El abuelo Claudio se peleó con el analfabetismo. Mi hermano y yo llegamos de la escuela, y la abuela Arcadia nos ayudaba en las tareas; el abuelo le dijo: “Vieja, lo mismo que le expliques a ellos, también lo harás conmigo”.
Así la abuela tuvo en la clandestinidad a otro alumno; resultó inteligente, porque al llegar al texto de Evangelista Quintana, Alegría de leer, libro cuarto, él recitaba la “Última proclama de Bolívar”, “La ninfa eco”, “Policarpa Salavarrieta” y “La caña de azúcar”, temas que les comentaba al personal de su trapiche.

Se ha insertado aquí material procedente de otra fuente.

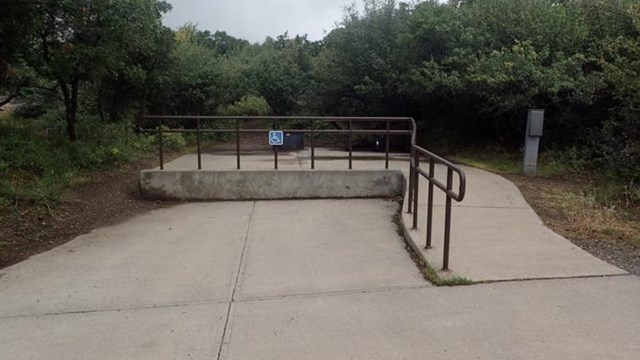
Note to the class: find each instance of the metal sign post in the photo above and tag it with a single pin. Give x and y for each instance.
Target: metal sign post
(535, 122)
(276, 138)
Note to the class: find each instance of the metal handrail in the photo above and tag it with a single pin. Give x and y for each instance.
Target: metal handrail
(312, 131)
(416, 153)
(415, 170)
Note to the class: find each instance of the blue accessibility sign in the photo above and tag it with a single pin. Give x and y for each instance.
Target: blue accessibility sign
(276, 138)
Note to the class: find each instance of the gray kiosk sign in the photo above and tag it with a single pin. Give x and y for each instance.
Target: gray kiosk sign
(535, 122)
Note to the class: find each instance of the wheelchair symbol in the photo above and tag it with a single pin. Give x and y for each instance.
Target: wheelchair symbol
(276, 138)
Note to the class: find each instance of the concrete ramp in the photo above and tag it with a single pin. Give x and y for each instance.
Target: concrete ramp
(495, 235)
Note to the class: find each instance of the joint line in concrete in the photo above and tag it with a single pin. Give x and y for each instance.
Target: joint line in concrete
(235, 284)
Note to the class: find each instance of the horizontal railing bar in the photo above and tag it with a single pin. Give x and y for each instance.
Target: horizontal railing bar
(295, 131)
(440, 185)
(462, 186)
(322, 118)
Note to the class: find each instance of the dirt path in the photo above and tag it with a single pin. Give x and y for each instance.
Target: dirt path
(109, 198)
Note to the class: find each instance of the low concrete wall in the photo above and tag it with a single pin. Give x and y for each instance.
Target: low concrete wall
(270, 184)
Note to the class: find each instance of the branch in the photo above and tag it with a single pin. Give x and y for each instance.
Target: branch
(9, 99)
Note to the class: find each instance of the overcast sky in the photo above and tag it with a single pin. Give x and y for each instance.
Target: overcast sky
(256, 19)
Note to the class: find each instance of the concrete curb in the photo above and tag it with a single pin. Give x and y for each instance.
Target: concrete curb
(270, 184)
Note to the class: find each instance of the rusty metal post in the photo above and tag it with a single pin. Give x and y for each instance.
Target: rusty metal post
(350, 144)
(313, 148)
(430, 203)
(411, 175)
(447, 221)
(160, 144)
(386, 156)
(238, 144)
(198, 144)
(416, 186)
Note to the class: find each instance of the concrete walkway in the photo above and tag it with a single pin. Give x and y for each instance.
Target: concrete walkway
(303, 279)
(496, 235)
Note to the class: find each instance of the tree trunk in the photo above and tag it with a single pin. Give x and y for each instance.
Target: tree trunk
(71, 106)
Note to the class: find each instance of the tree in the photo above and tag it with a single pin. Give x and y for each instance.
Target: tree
(17, 26)
(81, 41)
(363, 64)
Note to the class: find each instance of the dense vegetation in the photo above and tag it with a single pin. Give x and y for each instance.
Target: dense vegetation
(467, 70)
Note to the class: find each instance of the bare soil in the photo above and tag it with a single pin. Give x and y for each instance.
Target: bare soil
(609, 233)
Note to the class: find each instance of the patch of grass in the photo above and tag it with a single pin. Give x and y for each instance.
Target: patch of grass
(432, 275)
(429, 273)
(38, 163)
(494, 160)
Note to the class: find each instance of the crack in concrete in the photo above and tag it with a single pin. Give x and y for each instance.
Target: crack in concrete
(235, 285)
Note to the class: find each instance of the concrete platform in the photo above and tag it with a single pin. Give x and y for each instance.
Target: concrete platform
(324, 246)
(496, 235)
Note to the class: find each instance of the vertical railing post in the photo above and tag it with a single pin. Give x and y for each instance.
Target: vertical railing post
(198, 143)
(430, 203)
(160, 144)
(411, 177)
(313, 148)
(275, 148)
(350, 144)
(416, 186)
(447, 221)
(386, 156)
(238, 144)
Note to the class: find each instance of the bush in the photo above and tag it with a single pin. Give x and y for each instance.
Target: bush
(172, 141)
(38, 163)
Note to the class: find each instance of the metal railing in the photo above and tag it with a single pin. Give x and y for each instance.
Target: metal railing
(414, 180)
(312, 131)
(416, 154)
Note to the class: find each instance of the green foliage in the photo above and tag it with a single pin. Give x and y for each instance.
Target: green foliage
(467, 70)
(37, 162)
(171, 141)
(248, 105)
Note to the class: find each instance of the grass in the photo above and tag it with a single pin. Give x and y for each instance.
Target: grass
(429, 273)
(576, 202)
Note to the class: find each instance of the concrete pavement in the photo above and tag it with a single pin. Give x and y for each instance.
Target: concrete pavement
(312, 279)
(496, 235)
(317, 279)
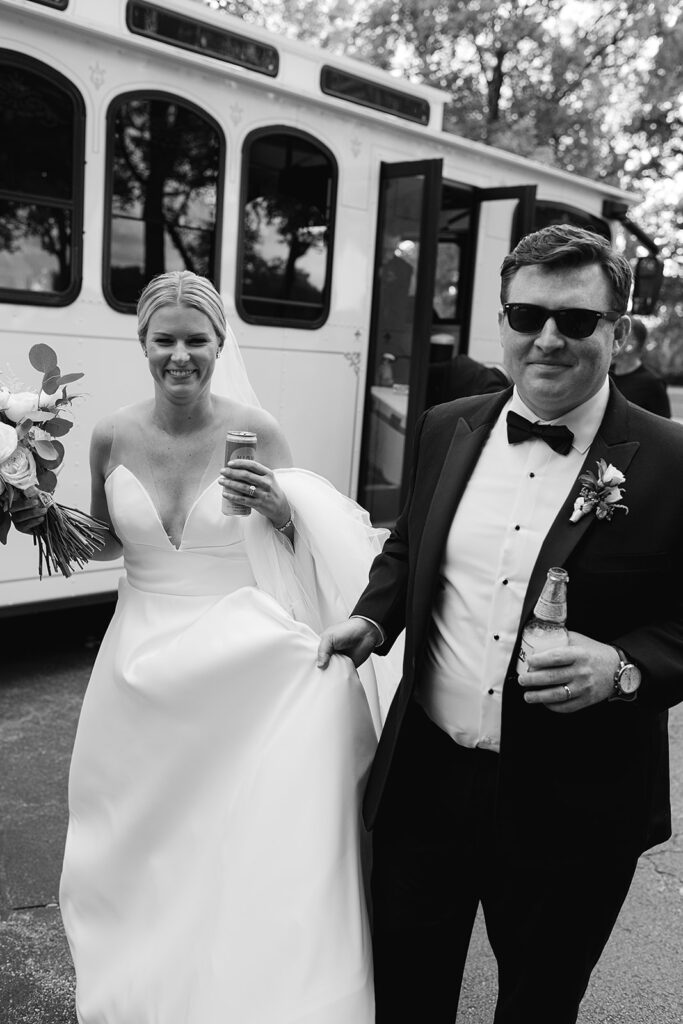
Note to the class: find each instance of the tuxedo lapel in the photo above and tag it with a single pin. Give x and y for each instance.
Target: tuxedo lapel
(610, 443)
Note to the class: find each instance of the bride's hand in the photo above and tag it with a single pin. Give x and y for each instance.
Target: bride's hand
(250, 483)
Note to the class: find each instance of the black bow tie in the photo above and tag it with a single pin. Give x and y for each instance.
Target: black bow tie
(520, 429)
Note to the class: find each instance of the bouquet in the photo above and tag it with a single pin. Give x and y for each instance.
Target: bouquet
(31, 422)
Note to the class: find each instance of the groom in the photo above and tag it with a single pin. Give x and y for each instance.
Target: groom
(537, 800)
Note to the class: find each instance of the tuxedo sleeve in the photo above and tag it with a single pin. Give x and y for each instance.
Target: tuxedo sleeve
(384, 599)
(657, 650)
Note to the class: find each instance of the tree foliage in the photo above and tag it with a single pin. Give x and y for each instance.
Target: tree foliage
(592, 86)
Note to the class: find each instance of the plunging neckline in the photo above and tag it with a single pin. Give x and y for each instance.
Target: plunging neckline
(200, 495)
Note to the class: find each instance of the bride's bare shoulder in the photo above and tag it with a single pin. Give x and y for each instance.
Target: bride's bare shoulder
(272, 446)
(127, 421)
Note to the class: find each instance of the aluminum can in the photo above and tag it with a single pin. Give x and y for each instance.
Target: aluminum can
(239, 444)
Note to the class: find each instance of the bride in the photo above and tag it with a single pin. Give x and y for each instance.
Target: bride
(213, 869)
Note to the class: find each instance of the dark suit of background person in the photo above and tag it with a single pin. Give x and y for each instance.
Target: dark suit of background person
(460, 377)
(637, 382)
(546, 832)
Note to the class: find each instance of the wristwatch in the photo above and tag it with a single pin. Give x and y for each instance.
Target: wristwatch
(627, 679)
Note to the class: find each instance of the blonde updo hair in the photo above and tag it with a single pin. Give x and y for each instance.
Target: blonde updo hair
(180, 288)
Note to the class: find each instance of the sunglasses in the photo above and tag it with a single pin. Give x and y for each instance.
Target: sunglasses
(575, 324)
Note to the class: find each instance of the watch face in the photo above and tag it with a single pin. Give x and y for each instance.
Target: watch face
(629, 680)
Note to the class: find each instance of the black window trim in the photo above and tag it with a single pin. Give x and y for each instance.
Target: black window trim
(23, 296)
(558, 205)
(401, 95)
(253, 136)
(122, 97)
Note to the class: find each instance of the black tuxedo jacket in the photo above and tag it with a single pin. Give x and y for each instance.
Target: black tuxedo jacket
(597, 775)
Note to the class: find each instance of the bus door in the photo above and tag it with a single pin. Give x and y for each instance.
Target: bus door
(400, 326)
(502, 217)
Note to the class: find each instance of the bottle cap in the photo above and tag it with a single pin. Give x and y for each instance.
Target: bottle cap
(552, 605)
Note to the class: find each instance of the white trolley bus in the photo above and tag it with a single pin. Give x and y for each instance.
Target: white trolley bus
(352, 241)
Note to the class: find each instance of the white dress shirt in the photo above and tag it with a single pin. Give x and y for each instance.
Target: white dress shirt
(511, 500)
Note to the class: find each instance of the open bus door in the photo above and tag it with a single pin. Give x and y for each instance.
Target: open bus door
(502, 217)
(400, 324)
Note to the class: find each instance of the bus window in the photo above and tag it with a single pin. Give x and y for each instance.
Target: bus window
(452, 279)
(41, 183)
(285, 258)
(166, 160)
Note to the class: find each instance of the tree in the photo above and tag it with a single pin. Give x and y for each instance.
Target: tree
(595, 88)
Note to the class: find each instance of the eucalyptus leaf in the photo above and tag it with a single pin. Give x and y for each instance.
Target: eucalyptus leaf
(42, 357)
(51, 380)
(5, 523)
(57, 427)
(47, 480)
(46, 451)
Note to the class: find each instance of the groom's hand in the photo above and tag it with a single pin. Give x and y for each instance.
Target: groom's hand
(356, 638)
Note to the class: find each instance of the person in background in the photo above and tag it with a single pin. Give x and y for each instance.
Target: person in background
(532, 796)
(460, 377)
(637, 382)
(213, 864)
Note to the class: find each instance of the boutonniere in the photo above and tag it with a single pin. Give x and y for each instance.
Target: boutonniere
(600, 495)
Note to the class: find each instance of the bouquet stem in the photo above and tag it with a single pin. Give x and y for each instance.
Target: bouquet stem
(67, 538)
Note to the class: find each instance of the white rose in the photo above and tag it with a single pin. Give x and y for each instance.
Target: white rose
(612, 496)
(20, 404)
(611, 477)
(19, 469)
(8, 440)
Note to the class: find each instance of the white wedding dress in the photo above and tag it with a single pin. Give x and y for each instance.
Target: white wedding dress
(213, 863)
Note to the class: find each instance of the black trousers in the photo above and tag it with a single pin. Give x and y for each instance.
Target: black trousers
(436, 857)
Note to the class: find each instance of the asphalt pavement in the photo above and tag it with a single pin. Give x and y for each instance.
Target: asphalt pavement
(44, 666)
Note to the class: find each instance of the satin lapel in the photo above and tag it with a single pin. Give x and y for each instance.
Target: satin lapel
(468, 440)
(611, 444)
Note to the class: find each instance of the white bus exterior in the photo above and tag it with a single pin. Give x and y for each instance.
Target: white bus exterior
(357, 177)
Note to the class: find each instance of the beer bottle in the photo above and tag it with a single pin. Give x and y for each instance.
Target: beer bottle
(547, 627)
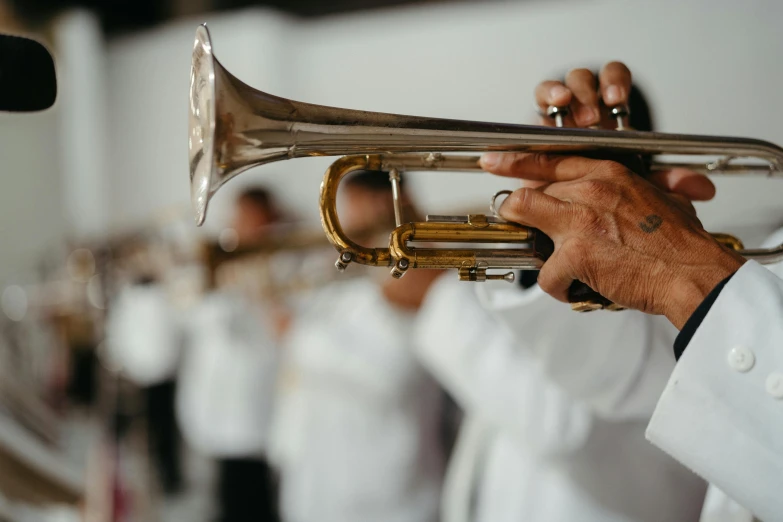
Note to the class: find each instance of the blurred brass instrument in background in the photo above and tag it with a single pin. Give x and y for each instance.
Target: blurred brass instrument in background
(234, 127)
(226, 254)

Fuimos sacristanes, y ello era motivo de orgullo para el abuelo, aunque no se le veía dentro de la parroquia, rito que sí cumplía su hermano José Antonio; como la casa estaba detrás del templo, el pueblo pudo comprobar que fue más espiritual que religioso, ya que se apostaba en uno de los ventanales de la sacristía, desde donde vislumbraba al oficiante y a sus nietos durante las eucaristías.
La casa de los abuelos era el rincón de los secretos, de expresar lo que duele por dentro y compartirlo; era la casa donde se juntaban las fuerzas y afloraban ilusiones; era la casa donde todo era de todos y nadie guardaba nada.
En fin, era un oasis de bendición donde brotaban las flores multicolores, en una palabra, era la experiencia de lo mejor.
A esos recuerdos he vuelto, a tocar de nuevo las raíces, en la remota memoria de la evocación: a beber el agua fresca de la tinaja; a destusar el maíz de la troja; a botar el cagajón de la caballeriza; a echarle leña a las hornillas; a traer el agua de los caños; también, en el anca de la mula del abuelo, volver a ser el campesino que durante los recorridos le escuchaba la retahíla de refranes.
Abuelos, ustedes pasaron a otra vida, hoy el abuelo es el nieto, con otras costumbres, otros nombres que, con los avances tecnológicos, soy puente generacional.